The dog owners are out. Some are standing around looking furtive, obviously wearing raincoats over nightgowns or pajamas. Their faces are grim, still set in the lines of sleep, unprepared for human exchanges.
Ahead stands a white brick apartment building, among all the heavy rusticated stone ones. The early sun makes it dazzle, brilliant. Emma had told him once that Edward Hopper said the only thing that interested him was “the way sunlight hits a white wall.” It’s pretty good. He thinks of Hopper’s desolate landscapes, the white bare walls.
He thinks of Emma, imperious, hateful: never again. But it no longer angers him. Now he feels compassion for her. As he runs he feels himself becoming lighter, fuller of energy. His strides lift him above the damp rounded cobblestones. He is more powerful, now, more certain of what he can do.
He turns into the park on a path at Seventy-sixth Street, following the winding pavement north. He doesn’t know the paths on this side of the park. This one twists and dips, ducking beneath a heavy
black stone bridge, wide, sinister, reeking of urine. He comes out on the other side, up a small hill. The lumbering Metropolitan Museum is on his right now; he snakes along behind the Temple of Dendur. Absurd, he thinks, to take up Central Park space to put a building inside the museum. Why not a whole village? Museums are for objects, not buildings. American arrogance, putting their buildings inside our museums.
He crosses the park drive behind the museum, empty, right now, peaceful and silent. To the north he can see the high bluff rising to the Reservoir. He runs along the drive; from behind, a sudden rush of taxis surges fanatically past in a tight cluster, gunning their engines like racers, and then they’re gone. Now the drive is empty again, flat and silent, like a country road. The city hums, waking, outside the park, but here the air is calm, balmy, quiet.
He runs across a short wooden bridge, unpainted and oddly rustic, beneath the trees. Beyond it are concrete steps, and at the top of them is a majestic stone pumping station, standing serenely at the water’s edge, the southern shore of the Reservoir. The Italianate silhouette stands guard over the stream of joggers that moves steadily past; Peter is no longer alone. He steps out onto the soft earth track among the others, legs pumping, hearts pounding, heads down, chins out, hands loosely clenched, doggedly pursuing this silent goal.
Peter moves in among them, finding himself a niche, adjusting his strides in the group. He finds himself just behind an older man, and runs politely in back of him until the track turns north again, lying parallel to Fifth. Peter makes his move, passing the man, who looks at him sideways, with an outraged glance.
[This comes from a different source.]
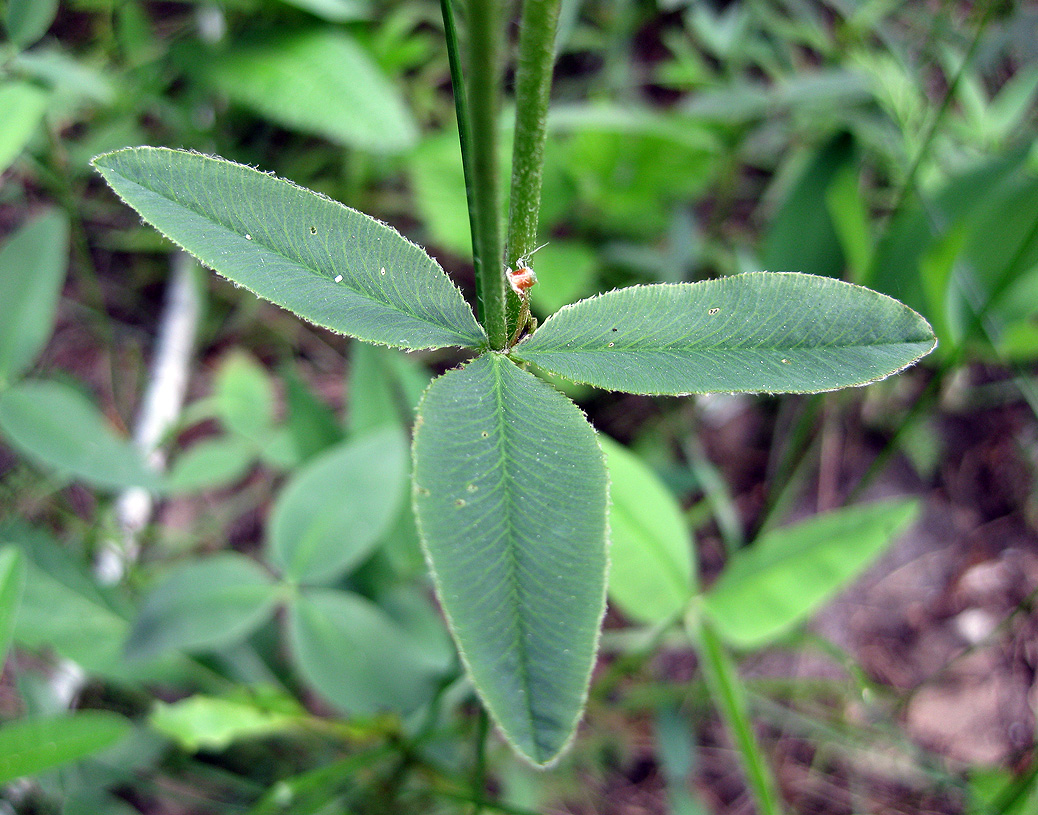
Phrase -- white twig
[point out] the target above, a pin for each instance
(159, 412)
At this moment Peter could pass anyone. He feels wonderfully light, filled with power. He feels he could run the Reservoir over and over, all morning. He is in an empty space among the joggers, right alongside the high mesh fence, with the calm sweep of light-filled water beyond it. A breeze moves across the surface, making a faint choppy grid. Along the shoreline is a dense forest of blue-green reeds. Among them is a pair of mallards, male and female, their colors bold, their outlines trim against the reeds. Mallards mate for life, he remembers.